Profile--Mark Courtney has run 14,609 days in a row.

(Jan. 2019) On December 19, 2019, Mark Courtney completed his daily run for the 14,609th day in a row. That's 40 years with nary a day off. Courtney's impressive in many other ways. He has run 40 straight Boston Marathons, and has a marathon PR of 2:28:48 at Chicago. Now 63 and living in Grove City, PA, he continues to operate a road-race timing company--Runner's High. His running allows him to eat somewhat indiscriminately. "My diet includes beer and ice cream," he says. "Though rarely at the same time."

Career/Profession? I was a Physician Assistant for 34 years (Family Practice) - retired. Owner of Runner’s High, a road-race timing company since 1979,
with Chip timing since 2000. We provide timing services to almost 300 races per year.

When did you start running and why? March 22, 1978 just prior to graduation at Alderson-Broaddus College, WV.  Just finished reading Ken Cooper’s book on aerobics, and on that sunny morning, I decided that if I was ever going to start running, today was the day.  I set a goal of running the Boston Marathon before I was 40 although I can’t remember if I really knew how long a marathon was.

How much did you run in your peak years? Highest year 1983 - 3650 miles (10/day). Highest week, 120. During my daily-run streak, I have averaged 7.1 miles a day during 40 year streak.

Top performances? 40 Boston Marathons in a row including 2019. Average of best 25 - 2:44:03. Average of best 30 - 2:46:53. Average of best 35 - 2:50:51. Average of all 40 - 2:58:19.
Winner of 50-59 age group in 2006 with 2:46:44. My marathon PR is 2:28:48, Chicago 1990.
Have toilet paper, will run.

Estimate of total lifetime miles? 107,000 on 12/31/19.

How much are you running and cross-training now? 
Never stretched in 40 years, except for tying shoes and picking up loose change on the ground.  Started Yoga in 2019, and attended over 160 classes in 2019.  (Not running any faster and still can’t touch my toes--just saying)

Recent race results? I ran 26 races in 2019 (age 63). Best 5K - 20:43. Boston Marathon 3:30:45. Columbus Marathon  3:28:55

Motivation? Maintaining a log of daily, weekly, monthly and yearly mileage keeps me on track.  Running with others is a lifesaver.  Only 700 of my 2300 miles in 2019 were alone. Also, competing in races of all distances keeps me focused and motivated more than anything else.
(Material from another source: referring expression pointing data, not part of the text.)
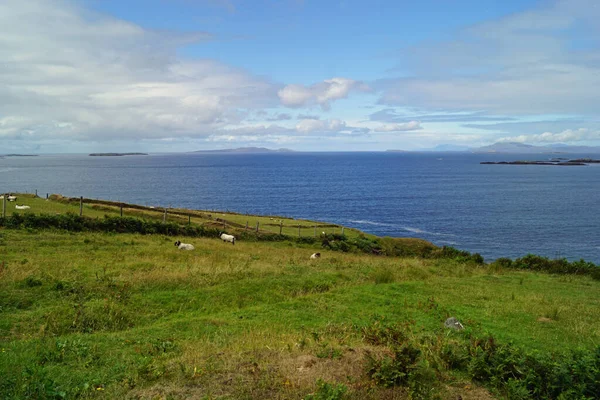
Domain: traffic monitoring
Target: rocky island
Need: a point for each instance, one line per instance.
(560, 162)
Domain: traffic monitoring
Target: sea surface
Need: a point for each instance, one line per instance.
(446, 198)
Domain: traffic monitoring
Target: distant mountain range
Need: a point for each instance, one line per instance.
(246, 150)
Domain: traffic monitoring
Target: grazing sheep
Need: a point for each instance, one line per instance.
(184, 246)
(227, 238)
(453, 323)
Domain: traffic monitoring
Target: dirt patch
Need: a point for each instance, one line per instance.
(545, 319)
(467, 391)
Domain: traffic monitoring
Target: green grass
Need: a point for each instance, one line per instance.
(57, 204)
(120, 315)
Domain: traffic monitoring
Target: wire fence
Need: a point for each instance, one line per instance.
(226, 221)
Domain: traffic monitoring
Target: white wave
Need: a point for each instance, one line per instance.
(402, 227)
(450, 242)
(372, 223)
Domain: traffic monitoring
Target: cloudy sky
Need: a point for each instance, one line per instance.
(180, 75)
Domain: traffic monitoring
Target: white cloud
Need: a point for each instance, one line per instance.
(68, 73)
(408, 126)
(542, 61)
(322, 93)
(568, 135)
(318, 125)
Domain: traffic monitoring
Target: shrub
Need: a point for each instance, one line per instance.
(328, 391)
(395, 370)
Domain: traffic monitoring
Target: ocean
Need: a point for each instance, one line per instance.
(446, 198)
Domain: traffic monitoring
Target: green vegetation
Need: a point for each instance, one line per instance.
(115, 310)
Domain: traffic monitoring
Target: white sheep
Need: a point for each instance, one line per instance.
(227, 238)
(184, 246)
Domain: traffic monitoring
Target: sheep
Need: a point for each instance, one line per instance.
(227, 238)
(183, 246)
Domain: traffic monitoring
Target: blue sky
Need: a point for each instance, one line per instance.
(179, 75)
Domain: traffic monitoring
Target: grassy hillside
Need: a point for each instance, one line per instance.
(105, 315)
(94, 208)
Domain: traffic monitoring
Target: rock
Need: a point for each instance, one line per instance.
(453, 323)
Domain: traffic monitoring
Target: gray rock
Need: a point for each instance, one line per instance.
(453, 323)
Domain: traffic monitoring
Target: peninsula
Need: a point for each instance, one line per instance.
(246, 150)
(116, 154)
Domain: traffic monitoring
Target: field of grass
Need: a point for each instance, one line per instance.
(57, 204)
(101, 315)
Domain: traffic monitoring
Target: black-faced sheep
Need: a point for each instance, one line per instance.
(183, 246)
(227, 238)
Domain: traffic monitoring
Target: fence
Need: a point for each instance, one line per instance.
(56, 204)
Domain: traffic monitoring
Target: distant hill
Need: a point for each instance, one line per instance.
(522, 148)
(116, 154)
(246, 150)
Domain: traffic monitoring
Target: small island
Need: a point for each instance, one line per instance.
(559, 162)
(116, 154)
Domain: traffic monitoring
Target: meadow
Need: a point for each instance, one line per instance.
(120, 315)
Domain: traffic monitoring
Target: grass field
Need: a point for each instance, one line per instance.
(101, 315)
(57, 204)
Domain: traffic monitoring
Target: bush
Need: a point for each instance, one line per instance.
(328, 391)
(560, 266)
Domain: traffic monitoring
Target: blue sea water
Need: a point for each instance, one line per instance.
(446, 198)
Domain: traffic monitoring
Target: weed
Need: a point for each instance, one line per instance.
(32, 281)
(383, 275)
(328, 391)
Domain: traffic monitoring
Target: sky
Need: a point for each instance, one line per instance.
(307, 75)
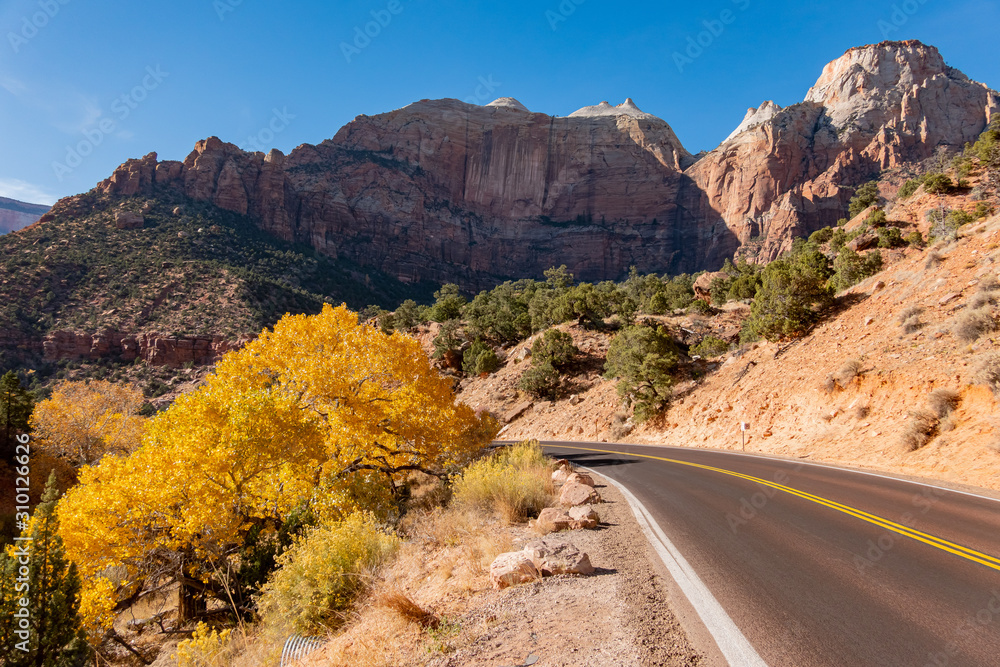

Any dietary or weight changes? Weight is almost exactly the same as it was in 1978. Diet includes beer and ice cream, but seldom at the same time. My last McDonald's hamburger was June 5, 1985.  No supplements, but Vitamin I (ibuprofen) and I are good friends.

Injuries or health issues? How have you dealt with these?
First injury was plantar fascitis in year 1. It responded immediately when I bought a pair of real running shoes. A testicle biopsy in 2000 just about ended my streak. As Forest Gump would say, “That’s all I have to say about that.” Multiple kidney stones from not drinking enough water. I had a hamstring tear one week before Boston 2018, but suffered through a 5:11:10. Six weeks later, I ran a 5K in 20:15.

It ain't always pretty. Could
this be Boston 2018?
Inspirational quotes or thoughts? 
1--The first step out the door is still the hardest. 
2--The older I “GET”, the faster I “WAS.” There are worse things to be addicted to.
3--Someday when the streak ends, it will be Dr Seuss’ line. "Not sad that it’s over, just happy that it happened."

Tips for other hopeful lifetime runners?
1--Listen to your body, but don’t be a wimp. "No pain - no gain” is a given, but “more pain - more gain” isn’t.
2--Invest in quality running shoes.  No need to buy the high end models with bells and whistles.  Just find a good sturdy shoe that works for you, and buy several pairs on sale.
3--Don't get addicted to high mileage.
4--Drink water, and stretch.
5--Do as I say, not as I do.

How does running & fitness improve your life on a daily/weekly basis? I can’t imagine the quality of my life without running.  I sleep well.  I’m never depressed.  I can eat about anything I want.  I can still wear my high school graduation suit (although I never would).

What is your philosophy of life and running? If I had to do it all over again, “I WOULD.”